I know a lot of adventure games that don’t exactly branch out. You have to follow a very strict plot. You have to find certain triggers that lead down one very clear path — clear in hindsight, anyway. You can play out your “destiny” gracefully and skillfully or as a clumsy oaf, but the end result is the same. Do those help? Does it make a difference? Do you get “control” in your dreams, or are you more helpless than when you started?
There is one generalization I can make: Treat people like a jerk and go in to any given situation with guns blazing and you get killed, either in real life or in most games I’ve experienced.
I played one game where the sheriff in a small town got killed despite my attempt to help him. I found the key to his apartment on his body. I went to his apartment, saw some stuff I could use, and started pilfering. Then I opened a door to one room where I found the sheriff’s pre-teen son. He asked me who I was, what I was doing there and where his father was.
To say that I felt like a jerk would be a severe understatement.
I’m fascinated by World War I air-to-air combat. I played a very realistic flight simulator on that theme once. At one point, I looked at the screen and grumbled aloud, “This isn’t any fun.”

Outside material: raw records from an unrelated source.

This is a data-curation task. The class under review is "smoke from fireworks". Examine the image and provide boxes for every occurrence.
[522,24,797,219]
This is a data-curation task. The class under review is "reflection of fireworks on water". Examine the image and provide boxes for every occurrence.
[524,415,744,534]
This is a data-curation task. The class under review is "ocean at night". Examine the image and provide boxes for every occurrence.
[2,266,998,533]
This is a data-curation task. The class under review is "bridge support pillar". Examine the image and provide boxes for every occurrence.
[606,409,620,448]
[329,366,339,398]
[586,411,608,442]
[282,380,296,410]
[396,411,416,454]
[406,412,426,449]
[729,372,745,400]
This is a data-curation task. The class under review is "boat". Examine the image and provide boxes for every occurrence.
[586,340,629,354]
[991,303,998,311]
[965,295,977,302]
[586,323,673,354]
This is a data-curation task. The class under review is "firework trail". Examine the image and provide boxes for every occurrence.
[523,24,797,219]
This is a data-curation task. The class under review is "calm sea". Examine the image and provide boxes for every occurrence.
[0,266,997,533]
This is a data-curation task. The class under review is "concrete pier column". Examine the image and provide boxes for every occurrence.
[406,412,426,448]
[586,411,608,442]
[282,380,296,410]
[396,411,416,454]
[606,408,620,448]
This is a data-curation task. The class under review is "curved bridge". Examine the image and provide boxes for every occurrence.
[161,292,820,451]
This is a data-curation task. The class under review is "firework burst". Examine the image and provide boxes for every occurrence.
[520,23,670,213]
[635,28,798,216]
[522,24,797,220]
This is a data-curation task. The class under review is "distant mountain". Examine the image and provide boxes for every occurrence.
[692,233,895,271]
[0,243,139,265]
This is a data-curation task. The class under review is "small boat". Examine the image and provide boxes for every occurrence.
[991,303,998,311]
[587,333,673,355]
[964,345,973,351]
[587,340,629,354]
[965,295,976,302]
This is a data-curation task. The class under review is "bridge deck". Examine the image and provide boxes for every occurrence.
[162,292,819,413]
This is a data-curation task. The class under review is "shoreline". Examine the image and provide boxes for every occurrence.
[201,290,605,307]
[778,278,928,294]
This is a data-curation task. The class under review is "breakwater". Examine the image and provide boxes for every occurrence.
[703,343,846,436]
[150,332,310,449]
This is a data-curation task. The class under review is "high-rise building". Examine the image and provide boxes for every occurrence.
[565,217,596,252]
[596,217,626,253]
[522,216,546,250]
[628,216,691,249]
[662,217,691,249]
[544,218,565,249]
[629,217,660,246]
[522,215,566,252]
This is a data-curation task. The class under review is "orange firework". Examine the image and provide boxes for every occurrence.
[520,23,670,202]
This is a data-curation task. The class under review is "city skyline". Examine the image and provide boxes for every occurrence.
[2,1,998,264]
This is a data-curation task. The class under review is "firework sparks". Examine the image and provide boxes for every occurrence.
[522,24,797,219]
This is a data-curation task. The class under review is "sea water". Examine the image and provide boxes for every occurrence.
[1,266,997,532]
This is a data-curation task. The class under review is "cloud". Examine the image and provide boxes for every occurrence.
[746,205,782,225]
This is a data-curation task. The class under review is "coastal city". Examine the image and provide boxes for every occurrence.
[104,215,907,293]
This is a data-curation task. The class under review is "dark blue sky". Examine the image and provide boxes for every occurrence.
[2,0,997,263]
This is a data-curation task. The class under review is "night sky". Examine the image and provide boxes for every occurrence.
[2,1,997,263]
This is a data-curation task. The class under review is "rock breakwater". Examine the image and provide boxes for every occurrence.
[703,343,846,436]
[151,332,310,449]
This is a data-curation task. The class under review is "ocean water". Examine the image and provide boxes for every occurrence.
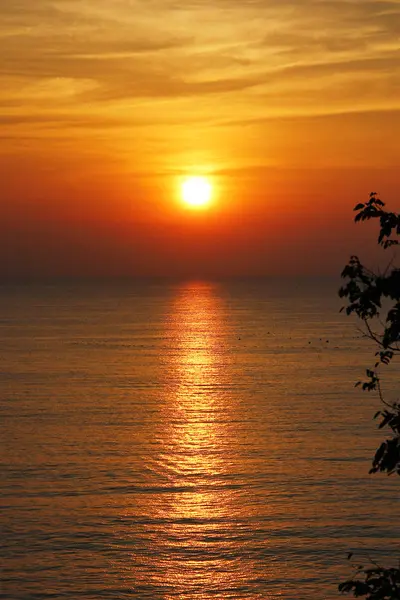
[1,279,399,600]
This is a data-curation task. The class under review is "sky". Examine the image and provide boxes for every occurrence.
[1,0,399,279]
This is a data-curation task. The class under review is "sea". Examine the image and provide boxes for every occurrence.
[1,278,399,600]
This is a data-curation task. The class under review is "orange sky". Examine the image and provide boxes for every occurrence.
[1,0,399,279]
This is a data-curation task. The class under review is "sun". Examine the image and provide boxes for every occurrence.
[181,176,212,209]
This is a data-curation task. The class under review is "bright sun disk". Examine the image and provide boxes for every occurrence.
[181,176,212,208]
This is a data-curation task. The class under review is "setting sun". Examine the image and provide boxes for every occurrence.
[181,176,212,209]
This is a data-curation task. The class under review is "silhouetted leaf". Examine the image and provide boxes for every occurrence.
[338,194,400,597]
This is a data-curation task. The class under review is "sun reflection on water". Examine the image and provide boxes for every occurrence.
[162,282,232,515]
[152,282,253,597]
[125,282,269,598]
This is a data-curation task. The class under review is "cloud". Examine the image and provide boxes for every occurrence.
[0,0,399,142]
[0,113,127,128]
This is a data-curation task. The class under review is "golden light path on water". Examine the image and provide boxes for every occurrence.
[136,282,270,598]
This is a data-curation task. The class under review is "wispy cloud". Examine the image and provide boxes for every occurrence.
[0,0,399,165]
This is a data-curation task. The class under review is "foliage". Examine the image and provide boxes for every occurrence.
[339,193,400,475]
[338,563,400,599]
[338,193,399,598]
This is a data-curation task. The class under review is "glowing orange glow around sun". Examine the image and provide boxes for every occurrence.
[181,176,212,209]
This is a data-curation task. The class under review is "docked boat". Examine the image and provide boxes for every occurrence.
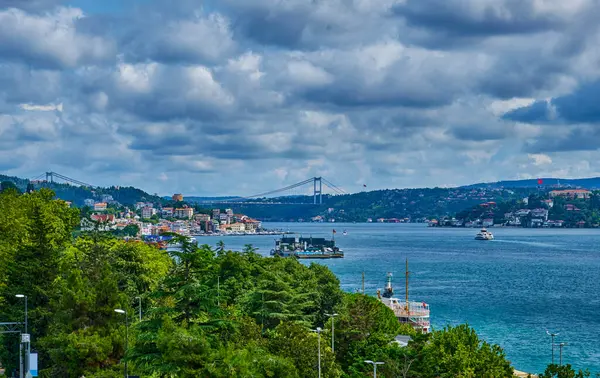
[270,236,343,259]
[377,259,431,333]
[475,228,494,240]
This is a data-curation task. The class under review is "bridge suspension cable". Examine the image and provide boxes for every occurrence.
[31,172,94,188]
[322,178,347,195]
[228,178,316,201]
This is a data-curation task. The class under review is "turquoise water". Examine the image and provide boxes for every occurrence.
[195,223,600,374]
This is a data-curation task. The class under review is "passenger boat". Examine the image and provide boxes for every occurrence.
[377,259,431,333]
[475,228,494,240]
[270,236,343,259]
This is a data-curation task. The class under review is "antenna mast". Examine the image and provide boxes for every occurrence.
[405,258,409,314]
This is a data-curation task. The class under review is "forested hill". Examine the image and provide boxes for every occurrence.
[231,187,536,222]
[463,177,600,189]
[0,173,162,206]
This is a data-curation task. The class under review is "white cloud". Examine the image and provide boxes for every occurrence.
[0,7,115,68]
[20,103,63,112]
[528,153,553,166]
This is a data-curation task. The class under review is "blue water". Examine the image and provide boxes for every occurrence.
[195,223,600,374]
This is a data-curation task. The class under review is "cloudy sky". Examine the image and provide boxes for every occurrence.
[1,0,599,196]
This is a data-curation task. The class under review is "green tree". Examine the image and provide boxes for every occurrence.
[538,364,596,378]
[0,189,80,372]
[267,322,341,378]
[39,236,171,377]
[418,324,513,377]
[334,293,403,374]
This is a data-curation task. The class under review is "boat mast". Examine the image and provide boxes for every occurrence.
[405,258,409,314]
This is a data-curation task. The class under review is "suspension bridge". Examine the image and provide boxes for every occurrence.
[30,172,347,205]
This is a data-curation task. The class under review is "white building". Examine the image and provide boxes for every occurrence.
[142,207,156,219]
[175,207,194,219]
[94,202,108,211]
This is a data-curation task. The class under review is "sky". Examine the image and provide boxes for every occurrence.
[1,0,600,196]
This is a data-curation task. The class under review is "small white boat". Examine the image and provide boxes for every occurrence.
[475,228,494,240]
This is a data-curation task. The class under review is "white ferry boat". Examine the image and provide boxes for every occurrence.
[377,260,431,333]
[475,228,494,240]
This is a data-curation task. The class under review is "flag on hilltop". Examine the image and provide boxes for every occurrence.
[538,178,543,185]
[333,229,336,234]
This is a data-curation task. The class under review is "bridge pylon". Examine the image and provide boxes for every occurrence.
[313,177,322,205]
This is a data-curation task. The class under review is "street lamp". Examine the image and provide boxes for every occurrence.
[558,342,568,366]
[312,327,322,378]
[114,309,129,378]
[16,295,28,378]
[546,329,559,365]
[365,360,384,378]
[325,313,338,352]
[135,297,142,322]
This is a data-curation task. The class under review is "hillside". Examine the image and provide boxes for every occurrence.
[228,187,536,222]
[463,177,600,189]
[0,174,163,206]
[453,190,600,228]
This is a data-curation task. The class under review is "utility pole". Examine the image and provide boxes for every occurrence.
[325,313,338,352]
[559,342,568,366]
[365,361,385,378]
[136,297,142,322]
[405,258,410,314]
[15,295,28,378]
[312,328,322,378]
[546,330,559,365]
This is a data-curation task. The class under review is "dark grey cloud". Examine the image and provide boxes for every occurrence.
[525,126,600,153]
[0,0,63,12]
[504,81,600,124]
[449,124,511,142]
[392,0,564,38]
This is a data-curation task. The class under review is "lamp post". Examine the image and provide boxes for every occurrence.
[114,309,128,378]
[15,295,28,378]
[546,330,559,365]
[559,342,568,366]
[325,313,338,352]
[135,297,142,322]
[365,360,384,378]
[312,327,322,378]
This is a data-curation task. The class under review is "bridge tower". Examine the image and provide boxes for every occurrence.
[46,172,53,183]
[313,177,322,205]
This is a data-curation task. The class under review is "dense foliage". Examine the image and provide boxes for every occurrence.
[0,188,577,377]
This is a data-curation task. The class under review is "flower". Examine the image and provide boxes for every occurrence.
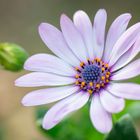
[15,9,140,134]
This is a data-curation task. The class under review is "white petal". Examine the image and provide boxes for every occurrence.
[22,85,79,106]
[112,59,140,80]
[100,90,125,113]
[24,54,76,76]
[60,14,88,62]
[103,13,131,62]
[73,10,94,59]
[107,83,140,100]
[93,9,107,58]
[38,23,80,66]
[15,72,75,87]
[90,94,112,134]
[43,91,89,129]
[111,37,140,71]
[108,22,140,66]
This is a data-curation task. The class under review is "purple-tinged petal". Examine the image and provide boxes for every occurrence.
[24,54,76,76]
[108,23,140,66]
[112,59,140,80]
[73,10,94,59]
[103,13,131,62]
[107,83,140,100]
[38,23,80,66]
[60,14,88,62]
[90,94,112,134]
[43,91,89,130]
[15,72,75,87]
[93,9,107,58]
[22,85,79,106]
[111,37,140,71]
[100,90,125,113]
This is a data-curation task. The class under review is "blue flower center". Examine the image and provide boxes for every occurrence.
[75,58,111,94]
[81,65,101,83]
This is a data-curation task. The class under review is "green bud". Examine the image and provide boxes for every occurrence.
[0,43,28,71]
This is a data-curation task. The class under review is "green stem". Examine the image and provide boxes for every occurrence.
[112,114,117,125]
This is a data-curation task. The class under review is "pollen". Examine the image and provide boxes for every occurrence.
[75,81,79,85]
[106,74,109,78]
[101,67,105,72]
[106,72,110,75]
[101,83,105,87]
[106,79,109,83]
[75,67,81,73]
[101,76,105,80]
[75,74,80,79]
[105,63,109,68]
[81,81,85,86]
[89,82,93,87]
[96,84,100,89]
[88,89,93,95]
[80,62,85,67]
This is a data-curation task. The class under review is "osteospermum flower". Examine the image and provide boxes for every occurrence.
[15,9,140,133]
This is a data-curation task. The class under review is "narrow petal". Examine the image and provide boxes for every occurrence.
[111,37,140,71]
[103,13,131,62]
[15,72,75,87]
[24,54,76,76]
[60,14,88,62]
[100,90,125,113]
[108,22,140,66]
[93,9,107,58]
[43,91,89,129]
[73,10,94,59]
[22,85,79,106]
[90,94,112,134]
[38,23,80,66]
[112,59,140,80]
[107,83,140,100]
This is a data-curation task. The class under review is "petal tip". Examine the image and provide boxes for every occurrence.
[97,8,107,14]
[14,79,20,86]
[42,119,52,130]
[21,98,28,106]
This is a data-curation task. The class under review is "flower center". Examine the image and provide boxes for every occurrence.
[75,58,111,94]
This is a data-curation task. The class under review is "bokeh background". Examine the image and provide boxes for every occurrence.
[1,0,140,140]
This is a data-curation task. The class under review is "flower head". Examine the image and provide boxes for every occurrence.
[15,9,140,133]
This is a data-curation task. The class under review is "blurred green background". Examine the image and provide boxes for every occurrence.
[1,0,140,140]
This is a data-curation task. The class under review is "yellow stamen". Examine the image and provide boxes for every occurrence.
[75,74,79,79]
[89,82,93,87]
[101,76,105,81]
[102,67,105,72]
[87,58,90,62]
[106,79,109,83]
[81,81,85,86]
[96,84,100,89]
[105,63,109,68]
[106,72,110,75]
[75,81,79,85]
[75,67,79,71]
[106,74,109,78]
[96,58,101,62]
[101,83,105,87]
[80,62,85,67]
[88,89,93,95]
[92,60,94,63]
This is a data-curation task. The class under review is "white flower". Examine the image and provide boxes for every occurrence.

The profound truth of that hit me almost immediately.
There are no “health packs” in the real world. You can’t go to a nearby hot dog stand and replenish your health after you’ve been shot and wrecked your car, as you do in “Grand Theft Auto.”
I think there’s some value in teaching people — particularly young men — that they’re not bulletproof. I especially approve of methods that teach that lesson without using real bullets.
And now for a swift change of topic.
I didn’t want to write on politics this week. The primary season and the runoffs have given me political overload. However, there was an event last week that is too important to ignore.
President Barack Obama’s national approval rating is clearly below his disapproval rating by a significant margin on “Pollster.com” for the first time. It took the oil disaster in the Gulf of Mexico, apparently, but the separation is measurable and significant: 2.6 percentage points, with 48.9 percent disapproving and 46.3 percent approval.